The denoised image using a $512\times 512$ Barbara image is shown in Figure 5. The original and the noisy images are shown in Figure 5a,b. The denoised image using the method in [8] was illustrated in Figure 5c and had PSNR value of 28.52 dB, and the denoised image using the proposed method was illustrated in Figure 5d and had PSNR value of 28.7222 dB, with the Gaussian noise standard deviation 25, respectively. Other denoised image using a $512\times 512$ boat image is shown in Figure 6. The original and the noisy images are shown in Figure 6a,b. The denoised image using the method in [8] was illustrated in Figure 6c and had PSNR value of 28.93 dB, and the denoised image using the proposed method was illustrated in Figure 6d and had PSNR value of 29.0215 dB, with the Gaussian noise standard deviation 25, respectively.

4. Conclusions

In this paper, a novel bivariate symmetric probability density function (PDF) was proposed that was more suitable for actual images than Gaussian probability density function.
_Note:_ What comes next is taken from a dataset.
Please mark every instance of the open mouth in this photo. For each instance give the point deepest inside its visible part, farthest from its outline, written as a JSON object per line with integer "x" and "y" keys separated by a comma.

The closed expression for the parameter $\gamma$ of the bivariate PDF is derived. Based on the dependence of dual-tree complex wavelet subbands, a new noise reduction algorithm is proposed. The parameter $\theta$ values in this algorithm can not only take integers, but also take any real number greater than 2. Three kinds of images with different texture features were used to test the effectiveness of the proposed algorithm. The experiments show that the parameter $\theta$ values may exist corresponding optimal values for noise removal with different noise levels for images, it is natural to ask which values are best suited for the task. The calculation method of the optimal parameter $\theta$ values for each noise level image are explored. Our results indicate that the algorithm produces denoised images with less ringing artifacts at less computational complexity. The experimental results show that considering the statistical dependencies between wavelet coefficients and its other neighbors can significantly improve the noise removal effect. By improving the statistical dependencies method and considering the inter scale and intra scale dependencies of wavelet coefficients [26,27,28,29,30], the work of the paper will be further developed.